Any business that registers with its Secretary of State (or similar state agency) is required to appoint an agent for service of process. Every state has slightly different statutory requirements for who can be a registered agent. But generally, an agent must be an individual resident of the state, present at their listed address during all regular business hours, and be 18 years or older. Alternatively, you can hire a business entity that’s appropriately registered with the state.
Because there are such strict time requirements for an agent, we generally recommend hiring a registered agent service to fill this role for you.
As we mentioned earlier, an S corporation is not a business structure; it’s a taxation structure. Behind every S-corp election is a legal entity type like a C corporation or limited liability company. And since each of these entity structures has to appoint a registered agent when they form, an S corporation needs a registered agent, too. There’s really no way to avoid one.
In most states, business owners are allowed to serve as their own agent, but we don’t generally recommend that.
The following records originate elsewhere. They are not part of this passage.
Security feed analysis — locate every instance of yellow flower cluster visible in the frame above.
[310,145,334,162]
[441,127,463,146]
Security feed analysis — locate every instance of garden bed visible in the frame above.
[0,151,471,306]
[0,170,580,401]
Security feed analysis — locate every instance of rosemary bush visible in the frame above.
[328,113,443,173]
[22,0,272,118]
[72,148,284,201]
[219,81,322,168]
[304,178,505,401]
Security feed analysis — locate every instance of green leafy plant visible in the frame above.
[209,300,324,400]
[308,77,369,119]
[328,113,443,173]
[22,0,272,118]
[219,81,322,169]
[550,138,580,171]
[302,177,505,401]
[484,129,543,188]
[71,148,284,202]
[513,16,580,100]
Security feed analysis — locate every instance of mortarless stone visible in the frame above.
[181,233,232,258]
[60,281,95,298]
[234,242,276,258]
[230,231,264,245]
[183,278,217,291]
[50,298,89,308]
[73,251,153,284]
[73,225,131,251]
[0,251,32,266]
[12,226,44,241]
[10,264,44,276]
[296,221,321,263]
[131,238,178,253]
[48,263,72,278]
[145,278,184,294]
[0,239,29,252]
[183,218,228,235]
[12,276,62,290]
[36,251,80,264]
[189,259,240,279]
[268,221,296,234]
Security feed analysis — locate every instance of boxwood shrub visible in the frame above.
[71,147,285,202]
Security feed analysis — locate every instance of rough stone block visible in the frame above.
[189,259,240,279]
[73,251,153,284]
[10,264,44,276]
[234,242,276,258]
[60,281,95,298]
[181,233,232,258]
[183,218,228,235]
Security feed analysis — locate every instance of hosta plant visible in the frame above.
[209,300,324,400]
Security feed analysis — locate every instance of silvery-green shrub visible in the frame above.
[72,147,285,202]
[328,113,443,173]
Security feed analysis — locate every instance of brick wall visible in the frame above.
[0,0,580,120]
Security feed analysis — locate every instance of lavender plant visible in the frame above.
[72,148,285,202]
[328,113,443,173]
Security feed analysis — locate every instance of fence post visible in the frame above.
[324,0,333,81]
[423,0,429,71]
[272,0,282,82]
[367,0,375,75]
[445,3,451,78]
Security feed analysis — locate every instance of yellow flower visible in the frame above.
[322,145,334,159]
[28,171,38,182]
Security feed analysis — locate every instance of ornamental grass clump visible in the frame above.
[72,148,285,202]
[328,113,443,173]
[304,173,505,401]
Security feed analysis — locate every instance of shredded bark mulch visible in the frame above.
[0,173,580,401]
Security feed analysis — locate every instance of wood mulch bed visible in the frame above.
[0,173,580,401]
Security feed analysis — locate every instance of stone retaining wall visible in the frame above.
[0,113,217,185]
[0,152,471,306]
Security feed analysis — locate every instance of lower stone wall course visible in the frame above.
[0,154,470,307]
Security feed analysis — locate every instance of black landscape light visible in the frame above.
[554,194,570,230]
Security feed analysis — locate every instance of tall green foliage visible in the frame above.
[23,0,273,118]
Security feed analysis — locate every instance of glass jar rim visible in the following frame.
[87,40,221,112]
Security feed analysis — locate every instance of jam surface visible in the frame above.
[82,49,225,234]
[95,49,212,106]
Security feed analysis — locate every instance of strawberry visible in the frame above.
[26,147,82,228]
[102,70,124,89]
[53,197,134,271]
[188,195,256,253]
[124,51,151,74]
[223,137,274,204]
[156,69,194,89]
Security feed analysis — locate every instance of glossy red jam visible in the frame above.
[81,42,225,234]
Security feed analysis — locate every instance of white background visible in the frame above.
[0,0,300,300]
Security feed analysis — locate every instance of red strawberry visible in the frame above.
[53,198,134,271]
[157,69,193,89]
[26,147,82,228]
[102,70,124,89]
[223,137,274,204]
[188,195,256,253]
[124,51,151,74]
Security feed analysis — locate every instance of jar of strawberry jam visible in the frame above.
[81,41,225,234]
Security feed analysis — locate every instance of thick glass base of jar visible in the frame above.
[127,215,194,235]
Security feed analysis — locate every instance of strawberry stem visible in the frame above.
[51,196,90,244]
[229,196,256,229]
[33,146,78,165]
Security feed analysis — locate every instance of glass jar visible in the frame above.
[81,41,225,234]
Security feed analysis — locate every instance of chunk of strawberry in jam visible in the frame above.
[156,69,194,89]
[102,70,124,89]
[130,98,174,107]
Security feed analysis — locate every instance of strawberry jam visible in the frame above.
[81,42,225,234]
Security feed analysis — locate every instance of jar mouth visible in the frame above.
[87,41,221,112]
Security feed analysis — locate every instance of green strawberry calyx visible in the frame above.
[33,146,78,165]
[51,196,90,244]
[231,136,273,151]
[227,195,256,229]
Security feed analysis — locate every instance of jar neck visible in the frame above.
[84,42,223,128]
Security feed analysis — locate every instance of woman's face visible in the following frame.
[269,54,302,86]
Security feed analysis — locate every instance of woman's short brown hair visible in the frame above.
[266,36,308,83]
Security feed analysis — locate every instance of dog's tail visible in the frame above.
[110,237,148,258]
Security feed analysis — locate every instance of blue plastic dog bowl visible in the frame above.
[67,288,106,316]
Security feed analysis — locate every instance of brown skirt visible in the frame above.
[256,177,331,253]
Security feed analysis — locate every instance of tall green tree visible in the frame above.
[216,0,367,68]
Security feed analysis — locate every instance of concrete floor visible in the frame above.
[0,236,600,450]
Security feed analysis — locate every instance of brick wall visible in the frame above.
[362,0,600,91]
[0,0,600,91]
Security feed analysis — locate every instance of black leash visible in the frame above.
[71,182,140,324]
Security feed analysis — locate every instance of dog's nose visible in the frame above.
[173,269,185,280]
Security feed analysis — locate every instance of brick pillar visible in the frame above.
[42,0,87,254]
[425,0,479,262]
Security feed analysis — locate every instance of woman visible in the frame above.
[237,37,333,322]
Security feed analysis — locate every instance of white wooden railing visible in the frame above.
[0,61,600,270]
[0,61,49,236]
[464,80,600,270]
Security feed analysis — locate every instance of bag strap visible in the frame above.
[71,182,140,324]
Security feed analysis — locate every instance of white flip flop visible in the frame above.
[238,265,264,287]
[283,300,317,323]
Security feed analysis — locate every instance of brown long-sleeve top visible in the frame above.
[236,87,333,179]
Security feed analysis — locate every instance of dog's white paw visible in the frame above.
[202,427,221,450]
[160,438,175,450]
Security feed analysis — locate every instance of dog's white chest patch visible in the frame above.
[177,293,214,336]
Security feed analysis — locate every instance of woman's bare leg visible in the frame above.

Hiring a registered agent service does entail a modest fee, but it’s typically worth the expense.
Why do you need an S corp registered agent?
Every S corporation needs an agent simply because it’s a legal requirement in every state. You probably designated your agent’s business address (also called the registered office) in your Articles of Organization or Articles of Incorporation. Some states call these forms the Certificate of Incorporation or Certificate of Organization.
Each state requires an agent because if an S corporation is brought to court, it must be properly notified so it can respond to the court summons. A registered agent helps ensure that all parties in a business suit are properly notified. Hiring a registered agent service like ours also means that any legal process will be served as discreetly as possible (as opposed to a process server showing up at your business and serving you in front of clients).
The exact benefits of having an agent will vary from one business (and state) to another. Generally speaking, an agent service gives you a little extra flexibility because you won’t be tied down to a physical address during all normal business hours. If you prefer to work from a lot of different coffee shops, hiring an agent can give you that luxury. In some states, an agent can also give you an extra layer of privacy by keeping your home address off the public record, too.
Failing to maintain a registered agent is a recipe for disaster for an S corporation. For starters, you’ll lose your good standing in your state. You could even face administrative dissolution. Plus, practically speaking, if your S corporation was summoned to court and no agent was around to receive the summons, you might find yourself in serious trouble.
If you ignore a summons, a court might automatically award the settlement to the plaintiff — meaning you’d be out substantial cash. Additionally, failing to show does your business’s reputation no favors.
Let’s say you don’t have a registered agent right now because your old agent resigned, or you served as your own agent and can’t anymore. First, don’t panic; this is actually a pretty simple problem to fix.
Then, pick your new agent (who meets the state’s legal requirements). After that, you’ll need to file a form with your state. Some states call it the Change of Registered Agent form, but it goes by other names. Typically, this form requires information about your new agent, including their name and registered address. Some states also require the new agent to sign to show that they consent to the appointment. There’s usually a filing fee, but it’s generally pretty manageable.
Our registered agent service makes it easy to keep a registered agent for your S corporation. We discreetly accept any legal notifications from the state and process servers and only forward the essentials to you — no sorting through spam or worrying about receiving legal summons in front of a customer. We can also help you with ongoing compliance, such as annual reports and other business amendments. With our help, you can focus only on what matters: making your business succeed.
Disclaimer: The content on this page is for informational purposes only, and does not constitute legal, tax, or accounting advice. If you have specific questions about any of these topics, seek the counsel of a licensed professional.
The only business entities that don’t have to appoint a registered agent are unregistered entities like sole proprietorships or general partnerships. While these are still legal entity choices, they lack personal liability protections.
To make an S-corp election, a business must be a domestic corporation or limited liability company with 100 or fewer shareholders or members. All of the shareholders/members have to be natural persons or certain trusts and estates. If the entity is a corporation, it can only have one class of stock. Certain business types, such as financial institutions, insurance companies, and domestic international sales corporations can’t make an S-corp election.
A business entity that elects to be taxed as an S corporation enjoys pass-through taxation, even as a corporation. That helps the shareholders avoid double taxation of the business income.
Additionally, members of an S corporation can pay themselves “reasonable compensation” as a salary and distribute the rest as member distributions. This process can reduce the overall burden of self-employment taxes.
Mailing addresses and P.O. boxes don’t meet the statutory requirements for a registered agent. That’s because whenever a legal notice is given, it must be delivered directly to a person. So an agent must have a physical presence in the state, and they must be present at their listed street address during normal business hours.